Perhaps it’s because of what I found myself thinking about with yesterday’s passage, but it feels as though there’s a continuing theme here of how religion, politics and money get mixed up together.
First, the priest Jehoiada takes command of the situation in Judah. He finds Jehoash, the one surviving heir to David, and arranges for him to be crowned king. He then, given that the king is just seven years old, takes the lead in purging the remains of Baal-worship from Judah, and in reinforcing the covenant between the LORD and the king and people, and ‘also between the king and the people’. We’ll come back to that.
During the years when Baal was worshipped, and also when people sacrificed at the high places (probably to the LORD rather than to Baal, but not at the Temple as he had commanded) Solomon’s magnificent Temple had been neglected. So Jehoash commands the priests to use the donations they receive from the people to repair and renovate the house of the LORD. After years have passed and no repairs have been made, Jehoash orders the priests to get on with the job or stop accepting donations at all. Presumably with a good pot of gold stored away, they decide to do nothing, and Solomon’s temple continues to crumble.
Jehoiada steps in again, with the king’s secretary. They set up a very modern-sounding collection box by the altar, and take the donations put there straight to the project managers for the renovation of the temple, who ensure that the work is done and the right people are paid.
Where are the priests in this? Still offering prayers and sacrifices, presumably. The text, though, seems to suggest that they’re not doing a lot, which is why the royal authorities have to step in. As a priest with an old building to maintain and fund, I do have a bit of sympathy. But the suspicion is there, that as the money has come in, the priests have enjoyed a comfortable and privileged life and forgotten what they’re meant to be there for. The meeting place of God and his people has been allowed to suffer, and they seem unconcerned.
There’s no way to avoid issues of money – for as long as we have to live in the same world as other people, we have to use the same money. But the more money and religion are linked, the more potential there is for things to go wrong. Jehoiada’s ‘roof fund’ collecting box and its modern-day equivalents of church clock appeals and restricted funds have an important place in making sure that money goes where it’s meant to. But there’s a wider issue. Our money, whether as individuals, as a church or as a nation, is only on loan to us from God, and we will answer to him for how we use it. How we choose to earn, save, spend and give is a good insight into our real priorities.

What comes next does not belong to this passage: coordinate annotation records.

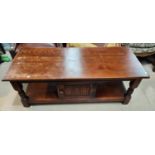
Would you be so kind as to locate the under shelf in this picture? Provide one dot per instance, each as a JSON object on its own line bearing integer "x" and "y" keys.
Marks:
{"x": 43, "y": 93}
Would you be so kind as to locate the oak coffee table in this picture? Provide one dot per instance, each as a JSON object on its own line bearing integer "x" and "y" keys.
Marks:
{"x": 75, "y": 75}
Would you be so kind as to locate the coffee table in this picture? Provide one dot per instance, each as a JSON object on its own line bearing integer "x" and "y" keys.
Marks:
{"x": 75, "y": 75}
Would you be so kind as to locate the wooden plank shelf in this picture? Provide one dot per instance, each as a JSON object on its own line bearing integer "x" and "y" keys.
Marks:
{"x": 44, "y": 93}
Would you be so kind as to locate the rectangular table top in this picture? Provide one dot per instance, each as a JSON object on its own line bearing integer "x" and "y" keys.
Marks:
{"x": 38, "y": 64}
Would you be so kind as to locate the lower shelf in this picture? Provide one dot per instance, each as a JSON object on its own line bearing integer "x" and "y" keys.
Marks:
{"x": 43, "y": 93}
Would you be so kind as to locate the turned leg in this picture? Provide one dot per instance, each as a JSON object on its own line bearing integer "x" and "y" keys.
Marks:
{"x": 19, "y": 87}
{"x": 132, "y": 85}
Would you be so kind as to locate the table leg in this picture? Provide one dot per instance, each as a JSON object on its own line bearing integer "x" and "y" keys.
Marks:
{"x": 132, "y": 85}
{"x": 19, "y": 87}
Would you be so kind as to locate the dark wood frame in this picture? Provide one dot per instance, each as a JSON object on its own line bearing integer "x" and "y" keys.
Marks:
{"x": 26, "y": 99}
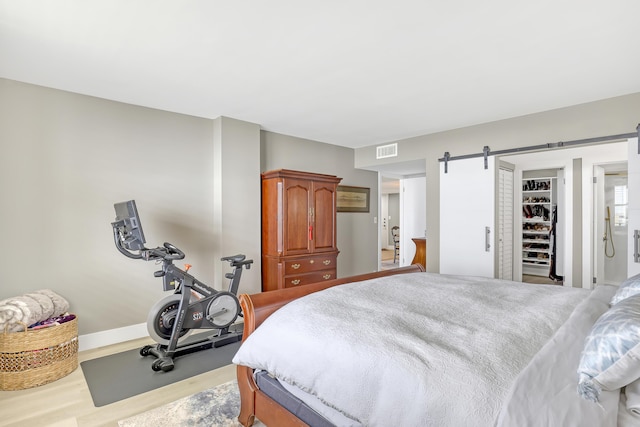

Back to the covenants between the LORD, the king and the people. Covenants are paired promises. That between the LORD on the one hand and the king and people on the other is straightforward – they belong to one another, as in a marriage covenant. Faithfulness and love are promised on both sides.
The covenant of king and people is more complicated, and perhaps has something to say to those who exercise authority today. The first thing is that this covenant is within the covenant between the LORD and the people. The king is not a separate source of authority, but is a subject of the LORD like anyone else. Within this broader loyalty, we agree to be governed by a king (or president, or queen, or government of whatever kind). That agreement is part of a covenant, and we must take it seriously. Being active and positive members of society is a Christian duty. But so is protest when our rulers forget the wider covenant within which they rule.
When does that happen? That’s harder to say. But I do believe that ‘faithful obedience to government up to a point’ is part of Christian living.